My iPhone is playing ‘Beethoven’s 5 Secrets’, a song I found on a Youtube channel I became addicted to a few years back. It’s a remastered version containing elements of four movements from Beethoven’s 5th Symphony. Not to go on too much, but it’s a complex melody using instruments in ways even a Dragon wouldn’t have heard before.
I grin. Music is one of the few things my world will never lose at. Genius is genius no matter where it goes. I wonder what the faeries would think of this song.
“Do you have more songs on this device?”
“I see. Then it is useful. I believe I shall study it.”
Before I can react, Teriarch reaches out. His claw is insanely quick for something so big. It takes a chunk out of my iPhone. I shout in shock as the screen goes dark and the music cuts off abruptly.
“You bastard! Why the hell did you—”
Teriarch ignores me. He taps the iPhone in my hands with his claw. Instantly, it’s whole once more. Then the Dragon coughs.
There it is again. I’m damn sure now that he doesn’t need to even say the spells out loud to use them. Does that mean it’s not necessary or that Dragon magic works differently from every other species’ magic?
Right now I’m still shocked. I touch my iPhone, and it powers up smoothly. Hell, it’s still on the same song! But I realize Teriarch is still holding the piece he tore away. He tosses it up in the air and speaks another word.
The piece of torn silicone and metal flies up into the air, and an iPhone falls down. Teriarch pauses it in the air right in front of me, and I stare at a second fully-functional iPhone 4 hovering in the air.
“My, that took quite a bit more energy than I expected. But as you can see, an object not made of magic can be easily replicated. So it is not so valuable as you think.”
The iPhone floats up and Teriarch inspects it.
“I shall have to use a Human form to investigate this. Ah, well, it may be worth the effort.”
“Give that back!”
I shout at the Dragon, and for the first time jump up and try to snatch it from his claw. He moves out of the way, eying me curiously.

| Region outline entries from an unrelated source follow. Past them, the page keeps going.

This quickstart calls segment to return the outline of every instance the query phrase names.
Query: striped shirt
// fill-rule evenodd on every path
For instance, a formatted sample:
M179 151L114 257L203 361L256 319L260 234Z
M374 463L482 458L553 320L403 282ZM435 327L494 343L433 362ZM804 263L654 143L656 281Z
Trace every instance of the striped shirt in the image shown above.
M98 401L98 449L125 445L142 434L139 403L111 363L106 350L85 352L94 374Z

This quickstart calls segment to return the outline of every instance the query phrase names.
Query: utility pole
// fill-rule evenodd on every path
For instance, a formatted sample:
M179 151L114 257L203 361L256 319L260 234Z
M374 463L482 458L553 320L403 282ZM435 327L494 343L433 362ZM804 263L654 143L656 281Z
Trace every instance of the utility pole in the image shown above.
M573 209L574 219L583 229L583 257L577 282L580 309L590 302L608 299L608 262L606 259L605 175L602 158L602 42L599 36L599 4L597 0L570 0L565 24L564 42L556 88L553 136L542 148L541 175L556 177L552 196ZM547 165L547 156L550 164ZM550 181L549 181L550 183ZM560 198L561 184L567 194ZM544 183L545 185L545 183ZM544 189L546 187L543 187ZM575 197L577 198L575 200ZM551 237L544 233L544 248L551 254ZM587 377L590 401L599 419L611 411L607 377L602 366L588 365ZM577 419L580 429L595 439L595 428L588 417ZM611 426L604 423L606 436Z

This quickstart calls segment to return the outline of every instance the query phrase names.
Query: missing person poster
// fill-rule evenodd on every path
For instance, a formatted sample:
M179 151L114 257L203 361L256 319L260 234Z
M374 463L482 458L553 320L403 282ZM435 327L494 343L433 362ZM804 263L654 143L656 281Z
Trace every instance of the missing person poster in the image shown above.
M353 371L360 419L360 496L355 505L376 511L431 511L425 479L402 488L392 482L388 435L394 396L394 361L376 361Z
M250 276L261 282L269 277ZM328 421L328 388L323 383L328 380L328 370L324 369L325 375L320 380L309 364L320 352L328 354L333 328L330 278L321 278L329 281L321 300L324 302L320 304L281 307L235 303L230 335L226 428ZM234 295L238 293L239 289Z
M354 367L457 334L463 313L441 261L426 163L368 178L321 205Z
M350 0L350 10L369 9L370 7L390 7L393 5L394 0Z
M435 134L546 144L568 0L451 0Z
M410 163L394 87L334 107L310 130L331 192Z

“Stop shouting, young Griffin. You have your device fully intact, do you not? I will take this copy.”
“You can’t do that! That’s theft! It’s not legal!”
“Why not? It cost you neither time nor your possession. I simply copied it.”
He speaks over my splutters.
“Besides, there is no law here against such things. I am in the right regardless.”
Calm down, Ryoka. Ignore the desire to punch the D—
I kick Teriarch in the leg instead. Pivot, balance on one leg, side kick. I feel like I’ve just hit a wall. The Dragon frowns at me.
I glare up at him. Okay, violence isn’t going to work here. Instead, I go for a rationed response.
“You can’t just take my iPhone and not give me something in return. That would be theft.”
“As I have just said, I stole nothing. You have what you came in with.”
“But you stole information! Ideas! Data! Intellectual property! Theft is still theft even if you use magic to restore what was taken. Or are Dragons above the morality of we inferior beings?”
He frowns at me. But I can see I’ve struck a nerve. He glances sideways, and then his tone grows smoother.
“This little thing doesn’t have that much data on it. Surely—”
“It’s got 32 gigabytes of data on it! You could store over a hundred thousand books* on it!”
*Am I right? If you assume each book is…screw it, I’m right!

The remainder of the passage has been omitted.